E todos em uníssono:
— Primeiro a mim, que para isso cá vim e me fodeu o rapaz no cu!
— Não, a mim, que me papou as sardinhas e a vitelinha e me mamou o bom vinho!
— A mim, que fui por ele desvirginada!
E eu, apavorado, que em situações como aquela qualquer valente se acobarda, nem ousei continuar a protestar inocência: — Pago.
Prontamente todas as mãos se estenderam.
— Comigo não tenho..., mostrando com gesto a nudez, que a camisa de dormir enrolada ao pescoço não ocultava.
— Vamos então buscar a contia ao quarto de Vossa Senhoria.
Sempre debaixo de repelões, safanões, estaladas, que todos queriam molhar a sopa e fazer justiça por suas mãos além de receber as contias cujas suas diziam ser, empurravam-me para dentro de casa, depois escadas acima até ao cubículo onde dormia. Nem tentei protestar que lá também nada tinha. Antes, num daqueles relances de ousadia em que a juventude é fértil, sacudi as mãos que me empurravam, entrei lampeiro como se tivesse o colchão forrado a dinheiro, de um pulo alcancei a espada, feri aos mais próximos sem gravidade, apenas cortes que os fizeram recuar de surpresa e de dor, e antes que me acometessem enraivecidos pelo logro e pela reacção, saltei pela janela para os telhados e corri, corri desalmadamente sempre perseguido por rapazolas, entre os dianteiros o que me acusara de o haver fodudo no cu, enquanto em baixo, pelas ruas e vielas me perseguiam os homens, mais atrás corriam as mulheres ululando por vingança, sangue, castigo cruel para pederastas e sodomitas.

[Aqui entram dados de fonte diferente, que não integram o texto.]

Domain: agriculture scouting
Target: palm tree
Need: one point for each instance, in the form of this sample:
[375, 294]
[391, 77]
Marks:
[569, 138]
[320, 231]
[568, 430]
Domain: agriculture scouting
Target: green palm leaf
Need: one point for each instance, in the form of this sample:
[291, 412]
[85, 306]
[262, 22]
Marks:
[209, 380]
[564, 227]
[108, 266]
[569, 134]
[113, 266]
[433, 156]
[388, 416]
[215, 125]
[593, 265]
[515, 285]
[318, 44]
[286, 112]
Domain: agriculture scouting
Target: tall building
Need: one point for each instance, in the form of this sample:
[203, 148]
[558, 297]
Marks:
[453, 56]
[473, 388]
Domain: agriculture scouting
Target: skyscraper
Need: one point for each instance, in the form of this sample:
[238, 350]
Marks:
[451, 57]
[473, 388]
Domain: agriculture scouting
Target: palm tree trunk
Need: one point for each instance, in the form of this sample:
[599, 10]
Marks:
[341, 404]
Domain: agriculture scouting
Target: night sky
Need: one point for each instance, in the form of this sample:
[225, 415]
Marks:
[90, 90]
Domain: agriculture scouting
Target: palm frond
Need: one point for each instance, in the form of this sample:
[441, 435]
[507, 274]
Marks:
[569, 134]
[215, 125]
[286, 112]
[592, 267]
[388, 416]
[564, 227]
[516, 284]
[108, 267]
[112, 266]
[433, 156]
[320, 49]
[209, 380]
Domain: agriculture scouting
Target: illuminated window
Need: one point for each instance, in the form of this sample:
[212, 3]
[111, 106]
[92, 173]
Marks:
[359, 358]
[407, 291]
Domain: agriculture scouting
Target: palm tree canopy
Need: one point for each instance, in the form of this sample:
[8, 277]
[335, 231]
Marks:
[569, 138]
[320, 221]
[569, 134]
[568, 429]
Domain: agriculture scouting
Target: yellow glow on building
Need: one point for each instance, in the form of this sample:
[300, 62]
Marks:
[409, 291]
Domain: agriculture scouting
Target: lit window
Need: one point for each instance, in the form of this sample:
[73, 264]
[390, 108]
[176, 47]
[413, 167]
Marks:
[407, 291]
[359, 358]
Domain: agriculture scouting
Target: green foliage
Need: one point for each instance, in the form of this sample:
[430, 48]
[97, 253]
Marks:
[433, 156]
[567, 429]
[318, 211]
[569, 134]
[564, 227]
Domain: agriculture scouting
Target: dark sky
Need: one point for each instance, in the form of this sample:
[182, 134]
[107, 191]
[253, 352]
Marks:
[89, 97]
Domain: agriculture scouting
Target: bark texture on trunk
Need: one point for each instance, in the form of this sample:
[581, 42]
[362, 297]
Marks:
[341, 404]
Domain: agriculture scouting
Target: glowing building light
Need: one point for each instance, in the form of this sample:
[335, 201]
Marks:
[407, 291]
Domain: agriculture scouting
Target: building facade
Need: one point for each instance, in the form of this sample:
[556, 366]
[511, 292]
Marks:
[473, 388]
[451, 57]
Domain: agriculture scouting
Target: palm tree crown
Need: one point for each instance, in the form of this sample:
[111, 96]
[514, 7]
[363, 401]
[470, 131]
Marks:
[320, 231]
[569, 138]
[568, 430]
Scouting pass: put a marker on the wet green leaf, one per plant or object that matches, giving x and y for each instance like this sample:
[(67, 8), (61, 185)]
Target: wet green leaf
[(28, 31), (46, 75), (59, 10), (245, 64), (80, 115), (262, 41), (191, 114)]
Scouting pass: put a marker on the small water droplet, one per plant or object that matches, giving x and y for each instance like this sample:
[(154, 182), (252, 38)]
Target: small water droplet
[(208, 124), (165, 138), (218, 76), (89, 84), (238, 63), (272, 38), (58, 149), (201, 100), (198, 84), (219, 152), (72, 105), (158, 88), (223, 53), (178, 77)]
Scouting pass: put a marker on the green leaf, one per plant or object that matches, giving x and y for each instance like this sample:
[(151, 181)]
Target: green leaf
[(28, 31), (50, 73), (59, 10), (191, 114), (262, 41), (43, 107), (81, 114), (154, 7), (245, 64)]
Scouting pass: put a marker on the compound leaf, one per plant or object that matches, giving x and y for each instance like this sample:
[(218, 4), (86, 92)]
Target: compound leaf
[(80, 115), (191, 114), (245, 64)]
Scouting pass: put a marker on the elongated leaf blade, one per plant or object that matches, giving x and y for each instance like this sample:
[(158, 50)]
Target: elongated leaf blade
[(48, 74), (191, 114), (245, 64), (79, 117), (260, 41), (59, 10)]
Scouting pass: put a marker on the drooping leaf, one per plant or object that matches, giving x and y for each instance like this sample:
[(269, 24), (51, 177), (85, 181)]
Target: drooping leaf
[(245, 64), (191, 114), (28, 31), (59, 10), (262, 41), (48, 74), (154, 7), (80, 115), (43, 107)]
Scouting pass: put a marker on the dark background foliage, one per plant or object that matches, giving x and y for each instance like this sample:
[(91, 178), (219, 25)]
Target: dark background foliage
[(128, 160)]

E eu, com asas nos pés, pulava sobre casas, saltava de ruela em ruela, telhas partiam-se à minha passagem, uma vez ou outra quase cai dentro dos sótãos, até que, junto à Sé, avistando a prelado a subir indolente a rua, saltei para a rua, tomei-lhe as rédeas, apeei-o da montada sob a ameaça da espada e, enquanto o diabo esfrega um olho, piquei a mula rua abaixo, finalmente a salvo dos meus perseguidores, apenas vestido com a camisa de dormir esvoaçante que nem sempre ocultava as partes pudendas, tão magoadas pela crueldade justiceira da populaça. Por onde passava, atraía a atenção e a mofa, uns a chamarem outros: — Mestre, venha cá fora ver isto!

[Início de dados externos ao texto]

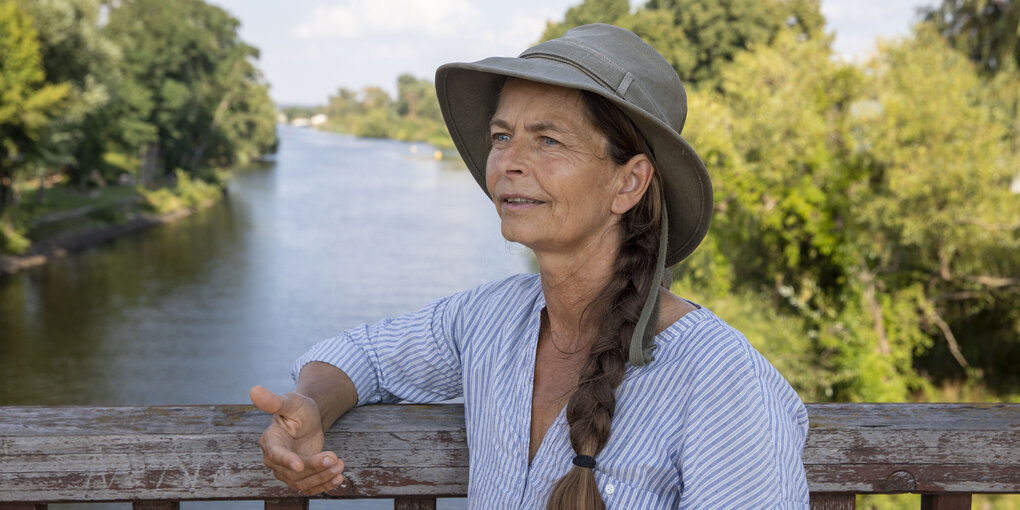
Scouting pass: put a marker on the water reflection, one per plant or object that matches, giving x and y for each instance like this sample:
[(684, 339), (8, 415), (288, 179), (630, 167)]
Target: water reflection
[(338, 232)]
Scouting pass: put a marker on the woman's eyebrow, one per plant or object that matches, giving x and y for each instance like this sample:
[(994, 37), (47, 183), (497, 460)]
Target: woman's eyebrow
[(546, 126), (540, 126), (499, 122)]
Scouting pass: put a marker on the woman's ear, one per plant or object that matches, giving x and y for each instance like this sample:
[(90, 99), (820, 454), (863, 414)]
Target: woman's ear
[(635, 175)]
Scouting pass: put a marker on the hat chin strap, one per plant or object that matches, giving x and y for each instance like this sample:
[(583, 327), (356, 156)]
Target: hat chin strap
[(643, 340)]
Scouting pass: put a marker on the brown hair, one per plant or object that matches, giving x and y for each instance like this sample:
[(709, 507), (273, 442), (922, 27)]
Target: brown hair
[(590, 410)]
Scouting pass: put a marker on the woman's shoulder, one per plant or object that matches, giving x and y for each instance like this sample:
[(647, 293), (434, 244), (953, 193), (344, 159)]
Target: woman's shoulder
[(700, 348), (522, 287), (516, 295)]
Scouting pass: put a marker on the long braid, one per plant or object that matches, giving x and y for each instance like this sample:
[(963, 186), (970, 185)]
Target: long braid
[(590, 410)]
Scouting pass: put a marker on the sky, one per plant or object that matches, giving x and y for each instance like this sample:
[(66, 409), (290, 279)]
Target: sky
[(311, 48)]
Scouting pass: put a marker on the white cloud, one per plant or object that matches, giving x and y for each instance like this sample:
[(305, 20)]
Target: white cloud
[(357, 18)]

E gritavam-me, com a falta de respeito a que, melhor ou pior, me ia habituando:
— Fidalgo, foges de marido sanhudo?
— Ná, é de puta a quem ficou a dever.
— Taberneiro. Taberneiro, que o fidalgo é ruim caloteiro.
Gheke Pepe
* Título pilhado a Fernão Lopes. Na época arcaica, verbos terminados em -er tinham o particípio passado em -udo (eg., saber, sabudo).